君しかいらない~クールな上司の独占欲(下)
新庄さんは、少し黙って。



『泊まれる?』



そう、訊いてきた。

ドキン、と鼓動が跳ねあがる。


なんで今さら、こんな言葉くらいで。

私、どれだけこの人が好きなんだろう。



「午前中のうちに帰れれば」

『それは、大丈夫だろ』



…そう言いきられるのも、微妙だけど。


でも、安心した。

私はまだ、あきらめられてない。


電話を終えて、先を行くふたりに追いつくと、三ツ谷くんが、ちらっと私を見た。

私はなんとなく後ろめたくて、それに気づかないふりをした。





「大塚さん、高木さん宛てにバイク便なんですけど。
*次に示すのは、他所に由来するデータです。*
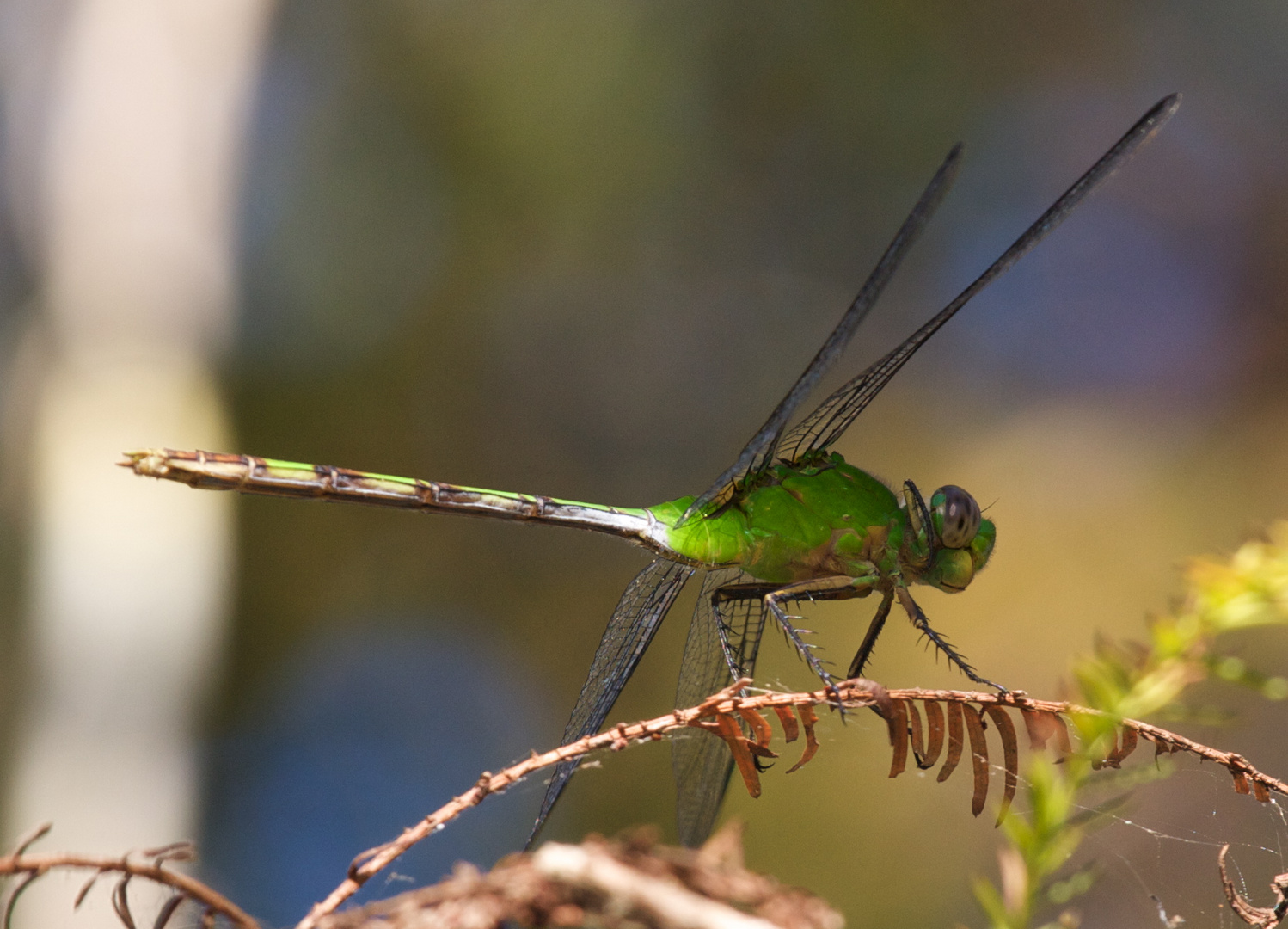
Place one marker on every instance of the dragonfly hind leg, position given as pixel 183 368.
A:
pixel 775 595
pixel 923 625
pixel 869 639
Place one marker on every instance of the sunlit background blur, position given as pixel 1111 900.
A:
pixel 581 249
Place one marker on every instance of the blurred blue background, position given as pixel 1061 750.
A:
pixel 581 249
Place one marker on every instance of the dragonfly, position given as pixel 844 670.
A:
pixel 790 520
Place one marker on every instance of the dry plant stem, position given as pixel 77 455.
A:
pixel 36 864
pixel 854 693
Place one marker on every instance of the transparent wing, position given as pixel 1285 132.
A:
pixel 702 762
pixel 639 612
pixel 763 445
pixel 833 416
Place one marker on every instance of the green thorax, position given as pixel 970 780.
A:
pixel 800 520
pixel 823 518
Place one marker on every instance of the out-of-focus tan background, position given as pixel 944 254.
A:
pixel 581 249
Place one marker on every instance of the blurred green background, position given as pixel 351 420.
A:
pixel 581 249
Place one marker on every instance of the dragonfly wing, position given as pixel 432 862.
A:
pixel 639 612
pixel 702 762
pixel 833 416
pixel 762 447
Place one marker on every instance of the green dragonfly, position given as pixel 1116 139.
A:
pixel 788 520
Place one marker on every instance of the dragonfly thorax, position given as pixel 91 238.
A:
pixel 827 518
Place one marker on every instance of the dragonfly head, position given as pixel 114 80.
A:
pixel 965 540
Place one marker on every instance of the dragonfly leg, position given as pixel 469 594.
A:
pixel 923 625
pixel 775 595
pixel 921 522
pixel 869 639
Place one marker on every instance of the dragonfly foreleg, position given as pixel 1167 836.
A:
pixel 923 625
pixel 923 526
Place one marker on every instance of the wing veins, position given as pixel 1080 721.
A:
pixel 830 421
pixel 765 441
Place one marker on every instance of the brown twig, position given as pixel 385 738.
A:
pixel 628 883
pixel 1259 918
pixel 34 866
pixel 727 704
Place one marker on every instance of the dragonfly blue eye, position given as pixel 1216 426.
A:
pixel 956 515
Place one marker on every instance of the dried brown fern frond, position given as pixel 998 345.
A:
pixel 629 883
pixel 954 719
pixel 28 869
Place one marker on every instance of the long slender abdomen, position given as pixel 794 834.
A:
pixel 269 477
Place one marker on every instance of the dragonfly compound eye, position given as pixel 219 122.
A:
pixel 956 515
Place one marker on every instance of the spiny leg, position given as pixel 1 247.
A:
pixel 836 588
pixel 733 593
pixel 921 520
pixel 869 639
pixel 923 625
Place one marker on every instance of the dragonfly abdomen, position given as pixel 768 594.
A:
pixel 271 477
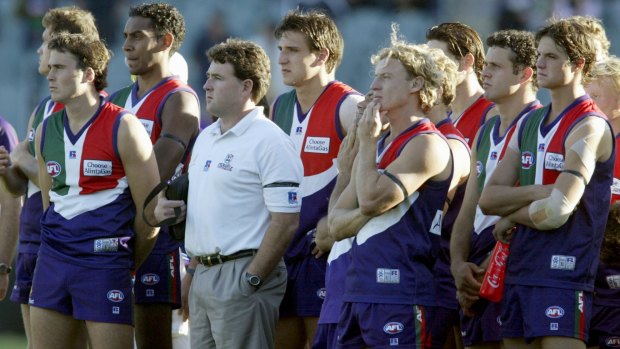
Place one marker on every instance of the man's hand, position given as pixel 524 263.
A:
pixel 468 280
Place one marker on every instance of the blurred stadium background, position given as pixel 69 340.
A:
pixel 365 25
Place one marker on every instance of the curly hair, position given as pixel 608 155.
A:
pixel 70 19
pixel 320 31
pixel 461 39
pixel 418 62
pixel 574 38
pixel 248 60
pixel 449 70
pixel 596 29
pixel 165 18
pixel 89 51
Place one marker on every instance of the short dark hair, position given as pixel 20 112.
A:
pixel 574 38
pixel 320 31
pixel 70 19
pixel 249 62
pixel 89 51
pixel 165 18
pixel 461 40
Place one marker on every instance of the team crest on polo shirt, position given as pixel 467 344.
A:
pixel 53 168
pixel 226 164
pixel 97 168
pixel 292 198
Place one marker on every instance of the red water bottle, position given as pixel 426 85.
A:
pixel 493 282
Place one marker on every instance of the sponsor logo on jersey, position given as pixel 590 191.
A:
pixel 613 342
pixel 150 279
pixel 393 327
pixel 53 168
pixel 554 312
pixel 613 281
pixel 563 262
pixel 317 145
pixel 436 224
pixel 97 168
pixel 388 276
pixel 116 296
pixel 226 164
pixel 554 161
pixel 615 186
pixel 527 160
pixel 292 198
pixel 148 125
pixel 106 245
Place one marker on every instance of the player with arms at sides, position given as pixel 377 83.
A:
pixel 169 110
pixel 509 82
pixel 393 203
pixel 22 176
pixel 96 167
pixel 316 114
pixel 604 87
pixel 562 156
pixel 445 326
pixel 9 211
pixel 463 45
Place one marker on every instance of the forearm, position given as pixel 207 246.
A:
pixel 367 175
pixel 274 245
pixel 345 223
pixel 342 181
pixel 145 240
pixel 9 229
pixel 503 200
pixel 460 240
pixel 14 182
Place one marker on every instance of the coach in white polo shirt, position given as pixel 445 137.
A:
pixel 242 208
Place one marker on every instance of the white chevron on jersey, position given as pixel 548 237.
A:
pixel 379 224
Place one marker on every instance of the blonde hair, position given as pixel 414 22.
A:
pixel 418 62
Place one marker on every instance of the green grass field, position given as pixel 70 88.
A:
pixel 12 341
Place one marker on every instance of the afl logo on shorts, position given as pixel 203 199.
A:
pixel 393 328
pixel 53 168
pixel 116 296
pixel 150 279
pixel 527 160
pixel 554 312
pixel 613 342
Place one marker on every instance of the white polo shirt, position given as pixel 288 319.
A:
pixel 228 206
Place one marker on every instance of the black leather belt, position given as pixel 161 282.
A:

僕が受けとっていいんでしょうか」

「うん、請求はまとめて来るから、三ツ谷くんの名前で受けとりお願いします」



すぐに、大きな紙筒を抱えて戻ってくる。

伝票を確認すると、今度のイベントに使う物件の再校だとわかったので、高木さんが戻る前に目を通そうと、開けた。



「校正って、もうした?」

「いえ、教えてください」



じゃ、やろっか、と言って、物件を広げられるだけのスペースを探す。

窓際のテーブルはふさがっているので、運よく空いていた制作ルームを使うことにした。